Image logo: white text on maroon background says rising and gliding. A sub stack at the intersection of disability and culture.
What is Rising and Gliding?
Rising and Gliding fills the “disability gap” that pervades media and cultural commentary in the United States. People with lived experience of disability or impairment have historically been left out of the media landscape. Television, movies, literature, and news stories that include disabled characters are often written and produced by not-currently-disabled people. Rising and Gliding is a space is for cultural commentary from a disability studies perspective.
Why Should I Care?
We live in a world where success is defined by personal progress and growth. As Kate Bowler says, "a world that loves us better when we are good, better, best." The truth is: disability can happen to anyone at any time. Living through a disabling event or growing up with a disability does not make one heroic: it makes us human. And for BIPOC and members of LGBTQ+, communities, a disability will only compound the difficulty of living in a white supremacist, patriarchal society. Reading about the world from the perspective of disabled writers helps pull back the curtain of able-bodied privilege.
Who is Erin Ryan Heyneman?
Greetings, friends. I'm Erin Ryan Heyneman (she/her). I left my career as an educator when, at 35 years old, I became disabled by a catastrophic Multiple Sclerosis Flare that left an apple watch face-sized a hole my brain. Acquiring a motor and cognitive disability shifted just about everything in my life: my priorities, my role as a mom, my relationships; even the clothes I wear and the food I eat changed dramatically. I write about what it's like to be a disabled cis white woman in the United States, where everything from city planning to media, news, and pop culture, and art have not yet moved beyond “the Americans With Disabilities Act (ADA) fixed everything.” The ADA did not change everything. It has become a law so easy to circumvent that it is enforced largely by lawsuits from people with disabilities who have been harmed. More content like this is in store!
What’s With the Title?
I chose Rising and Gliding as the title for this project because I have always loved a particular line from Walt Whitman's "When I Heard the Learn'd Astronomer." In the poem, the speaker attends a public lecture on astronomy to hear of the "facts and figures," of the universe. By the second stanza, they are bored by stuffy academia. Whitman writes,
"How soon unaccountable I became tired and sickTill rising and gliding out I wander’d off by myself,"
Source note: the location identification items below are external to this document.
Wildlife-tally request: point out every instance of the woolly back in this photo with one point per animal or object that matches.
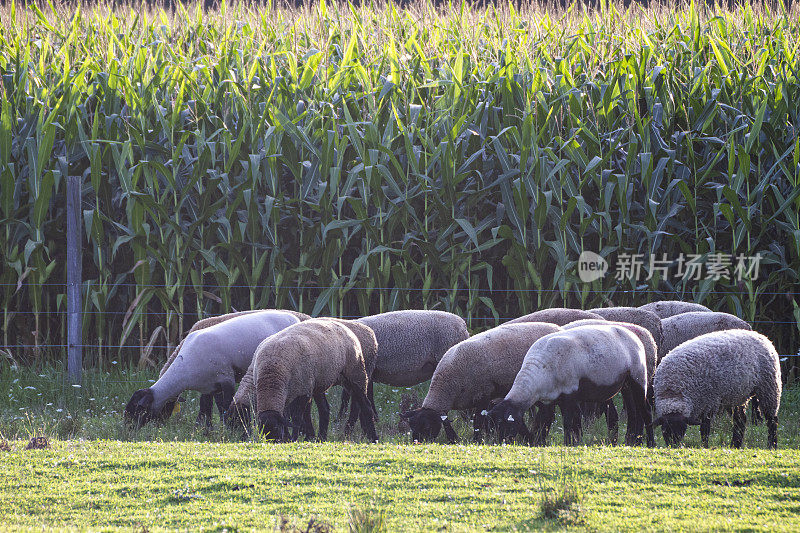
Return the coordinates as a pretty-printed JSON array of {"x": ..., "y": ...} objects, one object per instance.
[
  {"x": 312, "y": 353},
  {"x": 703, "y": 366},
  {"x": 667, "y": 308},
  {"x": 680, "y": 328},
  {"x": 640, "y": 317},
  {"x": 412, "y": 337},
  {"x": 367, "y": 339},
  {"x": 556, "y": 315},
  {"x": 214, "y": 320}
]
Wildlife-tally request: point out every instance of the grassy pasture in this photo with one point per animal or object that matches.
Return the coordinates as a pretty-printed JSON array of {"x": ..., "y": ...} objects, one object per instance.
[
  {"x": 100, "y": 474},
  {"x": 213, "y": 486}
]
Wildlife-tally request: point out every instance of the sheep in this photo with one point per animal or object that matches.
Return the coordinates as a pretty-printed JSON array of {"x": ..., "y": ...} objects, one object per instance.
[
  {"x": 680, "y": 328},
  {"x": 556, "y": 315},
  {"x": 718, "y": 369},
  {"x": 304, "y": 360},
  {"x": 609, "y": 409},
  {"x": 632, "y": 315},
  {"x": 410, "y": 345},
  {"x": 471, "y": 374},
  {"x": 589, "y": 363},
  {"x": 207, "y": 400},
  {"x": 238, "y": 414},
  {"x": 667, "y": 308},
  {"x": 208, "y": 360}
]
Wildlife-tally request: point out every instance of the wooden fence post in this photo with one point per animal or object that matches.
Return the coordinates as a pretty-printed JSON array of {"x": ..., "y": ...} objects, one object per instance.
[{"x": 74, "y": 282}]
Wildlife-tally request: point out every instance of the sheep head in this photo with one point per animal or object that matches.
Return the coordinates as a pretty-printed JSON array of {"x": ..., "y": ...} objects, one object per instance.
[
  {"x": 507, "y": 419},
  {"x": 140, "y": 411},
  {"x": 425, "y": 423},
  {"x": 273, "y": 425}
]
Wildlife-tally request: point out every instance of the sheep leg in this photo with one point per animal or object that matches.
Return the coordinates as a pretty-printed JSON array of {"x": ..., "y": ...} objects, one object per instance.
[
  {"x": 612, "y": 422},
  {"x": 705, "y": 429},
  {"x": 772, "y": 428},
  {"x": 324, "y": 412},
  {"x": 739, "y": 421},
  {"x": 343, "y": 404},
  {"x": 644, "y": 416},
  {"x": 367, "y": 422},
  {"x": 755, "y": 412},
  {"x": 634, "y": 431},
  {"x": 479, "y": 421},
  {"x": 355, "y": 412},
  {"x": 542, "y": 423},
  {"x": 206, "y": 408},
  {"x": 571, "y": 414},
  {"x": 371, "y": 397},
  {"x": 223, "y": 398}
]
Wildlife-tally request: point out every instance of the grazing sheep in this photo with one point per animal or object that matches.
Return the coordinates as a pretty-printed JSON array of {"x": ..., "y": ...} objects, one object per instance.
[
  {"x": 304, "y": 360},
  {"x": 410, "y": 345},
  {"x": 640, "y": 317},
  {"x": 207, "y": 400},
  {"x": 589, "y": 363},
  {"x": 667, "y": 308},
  {"x": 238, "y": 414},
  {"x": 718, "y": 369},
  {"x": 556, "y": 315},
  {"x": 593, "y": 410},
  {"x": 471, "y": 374},
  {"x": 208, "y": 360},
  {"x": 680, "y": 328}
]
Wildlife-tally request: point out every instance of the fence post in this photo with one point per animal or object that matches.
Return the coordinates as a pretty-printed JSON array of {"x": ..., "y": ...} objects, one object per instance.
[{"x": 74, "y": 282}]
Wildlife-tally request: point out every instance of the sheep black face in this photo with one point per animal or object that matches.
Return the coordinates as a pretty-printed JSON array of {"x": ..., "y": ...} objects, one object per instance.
[
  {"x": 274, "y": 425},
  {"x": 139, "y": 409},
  {"x": 425, "y": 423},
  {"x": 506, "y": 419},
  {"x": 673, "y": 427}
]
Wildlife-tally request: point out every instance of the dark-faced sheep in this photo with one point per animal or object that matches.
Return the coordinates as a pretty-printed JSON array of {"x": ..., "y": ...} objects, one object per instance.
[
  {"x": 208, "y": 360},
  {"x": 410, "y": 345},
  {"x": 583, "y": 364},
  {"x": 633, "y": 315},
  {"x": 667, "y": 308},
  {"x": 238, "y": 414},
  {"x": 471, "y": 374},
  {"x": 715, "y": 370},
  {"x": 556, "y": 315},
  {"x": 301, "y": 361}
]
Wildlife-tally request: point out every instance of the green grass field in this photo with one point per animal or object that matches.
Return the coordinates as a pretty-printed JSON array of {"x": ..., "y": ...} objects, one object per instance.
[
  {"x": 212, "y": 486},
  {"x": 98, "y": 474}
]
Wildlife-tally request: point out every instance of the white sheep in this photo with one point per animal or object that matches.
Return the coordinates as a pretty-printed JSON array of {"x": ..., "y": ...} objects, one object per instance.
[
  {"x": 667, "y": 308},
  {"x": 304, "y": 359},
  {"x": 208, "y": 360},
  {"x": 590, "y": 364},
  {"x": 718, "y": 369},
  {"x": 471, "y": 374},
  {"x": 556, "y": 315}
]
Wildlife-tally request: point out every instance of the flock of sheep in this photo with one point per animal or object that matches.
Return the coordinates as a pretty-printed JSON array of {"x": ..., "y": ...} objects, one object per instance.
[{"x": 682, "y": 359}]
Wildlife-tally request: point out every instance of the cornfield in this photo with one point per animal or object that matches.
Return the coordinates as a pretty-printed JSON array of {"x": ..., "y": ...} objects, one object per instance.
[{"x": 346, "y": 161}]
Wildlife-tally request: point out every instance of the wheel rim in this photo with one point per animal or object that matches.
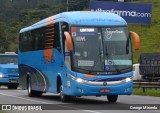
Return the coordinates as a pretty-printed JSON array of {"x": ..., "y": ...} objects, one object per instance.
[{"x": 61, "y": 92}]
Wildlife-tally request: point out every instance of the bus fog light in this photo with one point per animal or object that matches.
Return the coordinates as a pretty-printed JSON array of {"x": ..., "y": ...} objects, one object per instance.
[
  {"x": 128, "y": 79},
  {"x": 127, "y": 89}
]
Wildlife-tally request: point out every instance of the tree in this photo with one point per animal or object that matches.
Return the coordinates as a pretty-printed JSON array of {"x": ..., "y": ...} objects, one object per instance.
[{"x": 3, "y": 38}]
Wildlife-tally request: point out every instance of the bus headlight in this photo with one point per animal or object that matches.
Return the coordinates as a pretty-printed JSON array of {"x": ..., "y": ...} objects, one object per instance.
[
  {"x": 76, "y": 79},
  {"x": 1, "y": 75},
  {"x": 128, "y": 79}
]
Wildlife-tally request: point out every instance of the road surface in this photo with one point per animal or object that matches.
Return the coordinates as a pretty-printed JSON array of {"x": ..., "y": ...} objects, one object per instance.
[{"x": 90, "y": 104}]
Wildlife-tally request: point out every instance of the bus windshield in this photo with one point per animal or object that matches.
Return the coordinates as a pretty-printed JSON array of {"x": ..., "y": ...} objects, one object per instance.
[
  {"x": 101, "y": 50},
  {"x": 8, "y": 59}
]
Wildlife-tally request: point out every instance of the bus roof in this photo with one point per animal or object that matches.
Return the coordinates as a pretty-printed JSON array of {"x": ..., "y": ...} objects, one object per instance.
[{"x": 85, "y": 18}]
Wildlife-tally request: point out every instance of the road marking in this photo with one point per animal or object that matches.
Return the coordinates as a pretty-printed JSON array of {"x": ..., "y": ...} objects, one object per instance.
[{"x": 90, "y": 111}]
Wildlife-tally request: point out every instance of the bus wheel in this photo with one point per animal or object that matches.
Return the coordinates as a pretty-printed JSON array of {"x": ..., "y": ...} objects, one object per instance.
[
  {"x": 32, "y": 93},
  {"x": 64, "y": 98},
  {"x": 112, "y": 98},
  {"x": 12, "y": 86}
]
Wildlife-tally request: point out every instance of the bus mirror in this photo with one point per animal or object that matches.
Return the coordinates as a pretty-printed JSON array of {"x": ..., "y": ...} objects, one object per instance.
[
  {"x": 69, "y": 41},
  {"x": 136, "y": 40}
]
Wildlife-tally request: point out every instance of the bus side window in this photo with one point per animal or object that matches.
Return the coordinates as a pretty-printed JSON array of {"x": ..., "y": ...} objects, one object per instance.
[
  {"x": 56, "y": 43},
  {"x": 64, "y": 27}
]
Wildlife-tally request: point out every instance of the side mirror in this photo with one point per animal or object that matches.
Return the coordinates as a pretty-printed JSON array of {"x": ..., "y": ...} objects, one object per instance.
[
  {"x": 68, "y": 41},
  {"x": 136, "y": 40}
]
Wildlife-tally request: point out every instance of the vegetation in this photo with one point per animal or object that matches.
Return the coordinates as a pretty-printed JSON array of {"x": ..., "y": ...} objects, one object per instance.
[
  {"x": 16, "y": 14},
  {"x": 149, "y": 92}
]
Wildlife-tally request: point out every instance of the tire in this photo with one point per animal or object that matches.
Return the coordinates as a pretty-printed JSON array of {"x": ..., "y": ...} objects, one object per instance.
[
  {"x": 12, "y": 86},
  {"x": 112, "y": 98},
  {"x": 32, "y": 93},
  {"x": 64, "y": 98}
]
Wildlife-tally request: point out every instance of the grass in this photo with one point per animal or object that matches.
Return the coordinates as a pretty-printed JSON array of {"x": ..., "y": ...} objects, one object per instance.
[
  {"x": 148, "y": 92},
  {"x": 149, "y": 34}
]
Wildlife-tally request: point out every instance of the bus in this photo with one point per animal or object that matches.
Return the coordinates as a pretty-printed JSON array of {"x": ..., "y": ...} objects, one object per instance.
[
  {"x": 79, "y": 53},
  {"x": 9, "y": 70}
]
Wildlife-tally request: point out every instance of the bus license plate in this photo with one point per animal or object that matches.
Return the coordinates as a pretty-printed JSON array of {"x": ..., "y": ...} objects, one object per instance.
[{"x": 107, "y": 90}]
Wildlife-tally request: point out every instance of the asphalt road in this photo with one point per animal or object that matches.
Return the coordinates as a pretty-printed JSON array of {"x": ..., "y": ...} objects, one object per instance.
[{"x": 88, "y": 104}]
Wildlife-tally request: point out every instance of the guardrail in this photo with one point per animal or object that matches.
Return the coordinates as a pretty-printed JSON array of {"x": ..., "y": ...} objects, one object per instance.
[{"x": 144, "y": 85}]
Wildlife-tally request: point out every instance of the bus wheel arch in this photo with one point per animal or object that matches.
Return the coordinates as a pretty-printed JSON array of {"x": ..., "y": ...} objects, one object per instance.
[
  {"x": 63, "y": 97},
  {"x": 31, "y": 92}
]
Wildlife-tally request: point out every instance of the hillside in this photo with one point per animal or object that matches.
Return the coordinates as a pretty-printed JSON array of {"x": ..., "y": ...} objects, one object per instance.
[{"x": 149, "y": 34}]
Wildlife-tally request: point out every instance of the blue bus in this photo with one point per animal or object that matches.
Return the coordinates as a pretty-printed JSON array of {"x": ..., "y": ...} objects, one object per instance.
[
  {"x": 77, "y": 54},
  {"x": 9, "y": 70}
]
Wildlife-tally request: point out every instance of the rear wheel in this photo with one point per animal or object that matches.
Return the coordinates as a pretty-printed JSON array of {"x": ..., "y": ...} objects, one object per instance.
[
  {"x": 64, "y": 98},
  {"x": 112, "y": 98},
  {"x": 32, "y": 93}
]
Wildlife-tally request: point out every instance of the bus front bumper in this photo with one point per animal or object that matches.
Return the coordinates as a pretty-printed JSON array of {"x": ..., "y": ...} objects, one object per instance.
[
  {"x": 79, "y": 87},
  {"x": 5, "y": 81}
]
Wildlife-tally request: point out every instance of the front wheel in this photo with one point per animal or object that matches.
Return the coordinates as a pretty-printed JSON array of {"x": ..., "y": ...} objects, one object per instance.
[
  {"x": 32, "y": 93},
  {"x": 64, "y": 98},
  {"x": 112, "y": 98}
]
When we analyzed this poem in my English class, I'd ask my students how a person might "glide" and we'd have fun trying to reenact an easy, laid back stroll. Back then, I never thought about how a wheelchair or rollator glides. Or "how soon unaccountable," (out of nowhere) I might find myself tired and sick from the effects of Multiple Sclerosis. Or how, after my disabling event, I would become lonely and "by myself" a good amount of the time. Still, I find the internal rhyme of the "i" and "ing" sounds to be gentle and surprising to the reader.
I try to imagine myself rising and gliding in a life that is not at all like what I'd planned. Like the lines, I hope to be gentle and open to the surprises of what comes next.